Trends raising concerns: greenhouse gas emissions in Lithuania are increasing2017-03-24
Based on the most recent GHG inventory and projection data, increasingly larger GHG emissions are released into the atmosphere in Lithuania. This can be seen from the reports prepared by the Ministry of Environment, the Environmental Protection Agency and the State Forest Service, i.e. the National Greenhouse Gas Emission Inventory Report which contains the 2015 data, and the Report on Policy and Measures and Projections of Greenhouse Gas Emission by 2035.
“The data of these reports raise great concerns and oblige to immediately take additional legal and economic means to mitigate climate change”, says Vitalijus Auglys, Director of the Pollution Prevention Department at the Ministry of Environment. Even applying the currently planned additional measures, Lithuania will be unable to reach the objective to reduce GHG emissions by 9 per cent, compared to the 2005 level, in the sectors not participating in the EU Emissions Trading System by 2030. According to Vitalijus Auglys, in order to identify the most effective measures based on the state-of-the-art technologies to be applied in particular economic sectors, particularly in transport and agriculture, it is necessary to ensure cooperation not only between the concerned ministries but also between research institutions and non-governmental organisations.
In 2015, the total GHG emissions released into the atmosphere in our country totalled 20 million tonnes, i. e. around 1 per cent more than in 2014. The energy sector accounted for the largest share, i. e. 55 per cent of total emissions. The largest source of pollutants in this sector was transport (46 %). Other key contributors included the agriculture (23 %), manufacturing (17 %) and waste sectors (5 %). GHG emissions increased in the agriculture, transport and manufacturing sectors and remained the same or decreased in the energy generation and fuel combustion companies and households as well as in the waste sector, from landfills and wastewater. Compared to 2014, the largest increases in GHG emissions were reported in the transport (over 5 %) and agriculture (3 %) sectors. In the latter sector, the pollution from arable land and synthetic fertilizer use grew steeply from 47 % in 2014 to 53 % in 2015.

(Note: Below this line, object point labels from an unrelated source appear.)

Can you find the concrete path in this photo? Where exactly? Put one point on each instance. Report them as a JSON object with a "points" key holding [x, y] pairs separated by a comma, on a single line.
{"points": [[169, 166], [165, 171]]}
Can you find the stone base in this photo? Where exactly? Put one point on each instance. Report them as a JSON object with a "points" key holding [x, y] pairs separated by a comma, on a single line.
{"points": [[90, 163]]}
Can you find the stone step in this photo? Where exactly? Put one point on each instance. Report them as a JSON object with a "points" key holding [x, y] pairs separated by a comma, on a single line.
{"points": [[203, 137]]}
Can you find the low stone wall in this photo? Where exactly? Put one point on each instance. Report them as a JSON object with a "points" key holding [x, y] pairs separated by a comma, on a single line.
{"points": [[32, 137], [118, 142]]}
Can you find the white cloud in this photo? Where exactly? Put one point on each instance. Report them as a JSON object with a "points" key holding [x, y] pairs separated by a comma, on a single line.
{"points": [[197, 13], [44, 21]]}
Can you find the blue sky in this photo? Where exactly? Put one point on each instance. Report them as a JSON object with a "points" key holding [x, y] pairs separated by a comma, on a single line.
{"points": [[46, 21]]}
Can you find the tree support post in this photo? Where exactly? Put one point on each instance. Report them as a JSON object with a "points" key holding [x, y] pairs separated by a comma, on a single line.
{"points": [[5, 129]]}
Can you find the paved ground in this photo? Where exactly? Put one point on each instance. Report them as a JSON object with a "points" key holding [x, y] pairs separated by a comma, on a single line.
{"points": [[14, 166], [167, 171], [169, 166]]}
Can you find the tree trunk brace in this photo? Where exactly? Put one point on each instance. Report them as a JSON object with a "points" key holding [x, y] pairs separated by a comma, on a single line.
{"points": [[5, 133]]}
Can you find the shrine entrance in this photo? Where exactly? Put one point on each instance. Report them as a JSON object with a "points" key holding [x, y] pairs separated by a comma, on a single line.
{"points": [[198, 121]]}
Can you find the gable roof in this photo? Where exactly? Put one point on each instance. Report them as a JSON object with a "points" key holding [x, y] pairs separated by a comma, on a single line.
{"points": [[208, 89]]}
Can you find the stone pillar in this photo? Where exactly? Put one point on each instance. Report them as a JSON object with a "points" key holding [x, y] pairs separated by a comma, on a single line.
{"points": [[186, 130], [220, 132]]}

The main greenhouse gas emitted in Lithuania, namely, carbon dioxide, accounted for 65 % of the total emissions in 2015. The amounts of other greenhouse gases released into the atmosphere were significantly lower: methane – 17 %, nitrogen suboxide – 16 %, and fluorinated gas – around 2 %. Based on the projections, carbon dioxide emissions will continue to grow in the transport sector, as this sector is rapidly developing and, besides, the vehicle fleet is getting outdated. In this sector, road transport emissions account for 90 %, of which 80 % come from motor vehicles.
The dynamics of greenhouse gas emissions in the agriculture sector depends on the areas of arable land, the quantity of synthetic nitrogen fertilizers used, and the number of cattle. Based on the projections, the distribution of pollution sources will not change in the agriculture sector until 2030. Soils will account for 56 % of total emissions due to nitrogen suboxide emissions and methane emissions from enteric fermentation in cattle will make up 36 %. In order to reduce these emissions, additional measures should be applied. Such measures include sustainable farming, crop rotation, rational and regulated use of synthetic fertilisers and replacement of synthetic fertilisers by organic fertilizers, expansion of perennial meadows in order to improve soil fertility, manure handling, review of subsidies and tax concessions, etc.